In 2015, I finished my PhD. That was around the time that the museum was putting together our next major exhibit, which will open in April, on Americans and the Holocaust. My doctoral dissertation was on American rescue efforts during the war. As a specialist, I moved over to be a historian on that project. For the past three years, I’ve been working as a historian putting together material for the museum’s website, and historical material for our forthcoming exhibit.

I have a book coming out. It is a separate thing from my museum work. I fixed up my doctoral dissertation. That book is entitled Rescue Board: The Untold Story of America’s Efforts to Save the Jews of Europe. It is on the history of the War Refugee Board, which is a little-known agency that FDR [Franklin D. Roosevelt] created in 1944, and tasked with trying to figure out way to rescue Jews in Europe.

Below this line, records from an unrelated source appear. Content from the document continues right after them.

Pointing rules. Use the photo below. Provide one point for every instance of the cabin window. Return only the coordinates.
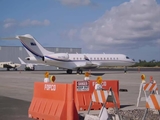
(127, 57)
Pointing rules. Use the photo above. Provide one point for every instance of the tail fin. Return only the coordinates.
(32, 45)
(22, 62)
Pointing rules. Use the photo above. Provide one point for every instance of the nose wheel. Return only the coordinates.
(69, 71)
(79, 71)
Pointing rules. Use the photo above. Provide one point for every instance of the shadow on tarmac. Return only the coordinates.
(13, 109)
(123, 106)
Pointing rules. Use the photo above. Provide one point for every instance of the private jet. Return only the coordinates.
(9, 65)
(67, 61)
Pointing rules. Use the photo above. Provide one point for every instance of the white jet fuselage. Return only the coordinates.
(73, 61)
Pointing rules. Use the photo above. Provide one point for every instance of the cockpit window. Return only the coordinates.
(127, 57)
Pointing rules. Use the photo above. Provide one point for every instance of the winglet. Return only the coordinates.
(22, 62)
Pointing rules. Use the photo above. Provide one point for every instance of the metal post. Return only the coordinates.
(115, 103)
(89, 107)
(144, 116)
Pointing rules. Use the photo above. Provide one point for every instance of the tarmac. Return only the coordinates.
(16, 89)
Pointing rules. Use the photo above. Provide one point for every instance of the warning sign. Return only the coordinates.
(82, 86)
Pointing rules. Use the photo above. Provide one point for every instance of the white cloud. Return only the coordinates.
(10, 23)
(130, 25)
(29, 22)
(75, 2)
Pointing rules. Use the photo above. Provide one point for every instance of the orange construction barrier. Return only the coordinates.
(84, 89)
(53, 101)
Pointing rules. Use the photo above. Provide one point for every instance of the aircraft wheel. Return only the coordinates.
(79, 71)
(69, 71)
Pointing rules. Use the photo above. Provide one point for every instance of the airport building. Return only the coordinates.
(11, 53)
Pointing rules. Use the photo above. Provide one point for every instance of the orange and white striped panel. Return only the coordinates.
(150, 87)
(153, 101)
(100, 96)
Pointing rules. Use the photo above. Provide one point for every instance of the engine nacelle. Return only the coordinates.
(63, 56)
(31, 58)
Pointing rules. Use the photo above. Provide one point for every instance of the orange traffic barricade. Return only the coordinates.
(53, 101)
(83, 91)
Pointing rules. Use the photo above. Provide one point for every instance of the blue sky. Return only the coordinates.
(130, 27)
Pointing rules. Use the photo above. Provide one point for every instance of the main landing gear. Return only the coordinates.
(79, 71)
(69, 71)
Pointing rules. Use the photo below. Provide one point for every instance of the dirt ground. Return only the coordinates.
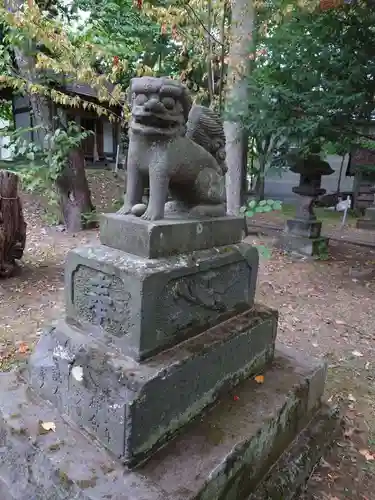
(327, 309)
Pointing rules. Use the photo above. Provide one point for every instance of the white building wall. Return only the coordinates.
(107, 137)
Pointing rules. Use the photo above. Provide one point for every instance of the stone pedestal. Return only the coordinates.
(146, 390)
(303, 237)
(368, 221)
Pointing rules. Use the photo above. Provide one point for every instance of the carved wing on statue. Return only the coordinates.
(205, 127)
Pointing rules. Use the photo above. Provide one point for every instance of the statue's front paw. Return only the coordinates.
(151, 215)
(125, 210)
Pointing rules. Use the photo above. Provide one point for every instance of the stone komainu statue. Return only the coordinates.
(175, 147)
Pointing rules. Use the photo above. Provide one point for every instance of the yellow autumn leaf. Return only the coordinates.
(48, 426)
(367, 454)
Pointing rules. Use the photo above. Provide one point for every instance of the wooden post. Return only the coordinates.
(12, 224)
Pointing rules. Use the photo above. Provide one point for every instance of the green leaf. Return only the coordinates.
(252, 204)
(264, 251)
(267, 208)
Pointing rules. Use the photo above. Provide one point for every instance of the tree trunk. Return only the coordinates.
(76, 205)
(12, 224)
(238, 71)
(73, 185)
(261, 179)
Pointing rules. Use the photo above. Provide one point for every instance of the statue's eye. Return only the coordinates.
(168, 102)
(140, 99)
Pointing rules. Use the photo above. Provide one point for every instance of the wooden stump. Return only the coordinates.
(12, 224)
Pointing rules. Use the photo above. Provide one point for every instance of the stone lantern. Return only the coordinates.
(302, 233)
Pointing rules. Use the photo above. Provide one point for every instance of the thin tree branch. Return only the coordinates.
(187, 6)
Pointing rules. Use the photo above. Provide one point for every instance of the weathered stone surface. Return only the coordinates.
(133, 408)
(60, 465)
(364, 223)
(308, 247)
(175, 148)
(304, 228)
(368, 221)
(144, 305)
(169, 236)
(289, 475)
(226, 455)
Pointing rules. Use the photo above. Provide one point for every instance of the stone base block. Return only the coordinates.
(261, 441)
(308, 247)
(170, 236)
(134, 408)
(144, 305)
(303, 228)
(368, 224)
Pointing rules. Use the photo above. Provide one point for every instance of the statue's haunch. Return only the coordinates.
(173, 147)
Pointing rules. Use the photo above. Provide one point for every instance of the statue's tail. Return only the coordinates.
(205, 127)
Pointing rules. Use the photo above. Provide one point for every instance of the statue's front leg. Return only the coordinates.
(159, 182)
(134, 190)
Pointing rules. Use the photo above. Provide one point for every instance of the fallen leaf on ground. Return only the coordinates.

They opened a refugee camp in upstate New York. They hired and funded Raoul Wallenberg for his work in Budapest. They basically took over most of the humanitarian aid that the United States was trying to do at the time, and started all of these new projects. We’ve kind of completely forgotten about this one moment in which the U.S. is trying to save Jews. That book will come out on April 10th with Doubleday.  

Levy: Wonderful. We’re looking forward to reading it. We want to have you talk about the history of World War II and the Jewish refugees. I guess the first very general question is to talk a little bit about why Jews and people of Jewish descent wanted to leave Europe because of persecution in the 1930s.

Erbelding: What we would call the refugee crisis and the persecution of the Jews really spreads throughout the 1930s. When we’re talking about Jewish refugees in 1933, 1934, and 1935, we’re talking about German Jews. We’re talking about a small percentage of the German population. But one that Hitler, as soon as he came to power in January 1933, started targeting almost immediately.

In the spring of 1933, even American newspapers are reporting daily on attacks on German Jews in the streets, boycotts, and book burnings. By 1935, German Jews had lost their citizenship. They were kicked out of the public service. They couldn’t teach non-Jewish students. If they were a doctor, they couldn’t help non-Jewish patients. Slowly, slowly—well, quickly, and then also slowly, the Nazi party really makes life unbearable for German Jews.

By 1938, Germany has taken over Austria and parts of Czechoslovakia. In 1939, it takes over all of Czechoslovakia. Then the war begins with Poland in September 1939.

This movement of Jews being threatened really expands, so that by 1941 it’s almost all of Europe. Jews are being threatened, and these same laws that started in the early 1930s in Germany have really spread almost across the continent.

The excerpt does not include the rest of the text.